Reading .Doc File using DocumentFormat.OpenXml dll

Shardaprasad Soni picture Shardaprasad Soni · Apr 2, 2012 · Viewed 15.5k times · Source

When I am trying to read .doc file using DocumentFormat.OpenXml dll its giving error as "File contains corrupted data."

This dll is reading .docx file properly.

Can DocumentFormat.OpenXml dll help in reading .doc file?
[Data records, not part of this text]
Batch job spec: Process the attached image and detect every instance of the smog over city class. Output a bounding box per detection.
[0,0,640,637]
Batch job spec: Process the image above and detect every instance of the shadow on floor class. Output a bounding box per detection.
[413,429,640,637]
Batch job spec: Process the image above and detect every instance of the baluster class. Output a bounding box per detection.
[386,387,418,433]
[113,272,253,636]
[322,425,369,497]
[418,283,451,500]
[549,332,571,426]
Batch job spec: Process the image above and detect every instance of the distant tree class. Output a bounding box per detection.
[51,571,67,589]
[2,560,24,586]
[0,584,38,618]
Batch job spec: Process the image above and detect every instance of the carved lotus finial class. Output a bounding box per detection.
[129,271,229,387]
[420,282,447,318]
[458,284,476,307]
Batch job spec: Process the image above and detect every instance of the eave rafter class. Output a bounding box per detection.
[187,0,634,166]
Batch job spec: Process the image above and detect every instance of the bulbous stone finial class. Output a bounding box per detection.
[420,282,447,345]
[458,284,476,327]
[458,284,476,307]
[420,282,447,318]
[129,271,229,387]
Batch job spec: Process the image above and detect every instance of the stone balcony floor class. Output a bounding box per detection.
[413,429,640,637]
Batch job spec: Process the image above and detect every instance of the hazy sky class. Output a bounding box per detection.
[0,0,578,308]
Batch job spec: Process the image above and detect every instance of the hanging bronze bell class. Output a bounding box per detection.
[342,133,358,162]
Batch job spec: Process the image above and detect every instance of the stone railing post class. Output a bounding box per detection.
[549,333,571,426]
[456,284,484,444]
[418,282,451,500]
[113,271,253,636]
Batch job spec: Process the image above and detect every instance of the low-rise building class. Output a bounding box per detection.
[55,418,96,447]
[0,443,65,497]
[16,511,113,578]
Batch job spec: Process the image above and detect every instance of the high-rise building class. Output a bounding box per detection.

string path = @"D:\Data\Test.doc";
string searchKeyWord = @"java";

private bool SearchWordIsMatched(string path, string searchKeyWord)
{
    try
    {
       using (WordprocessingDocument wordDoc = WordprocessingDocument.Open(path, true))
       {
           var text = wordDoc.MainDocumentPart.Document.InnerText;
           if (text.Contains(searchKeyWord))
               return true;
           else
               return false;
       }
     }
     catch (Exception ex)
     {
         throw ex;
     }
}

Answer

svick picture svick · Apr 2, 2012

The old .doc files have a completely different format from the new .docx files. So, no, you can't use the OpenXml library to read .doc files.

To do that, you would either need to manually convert the files first, or you would need to use Office interop, instead of the Open XML SDK you're using now.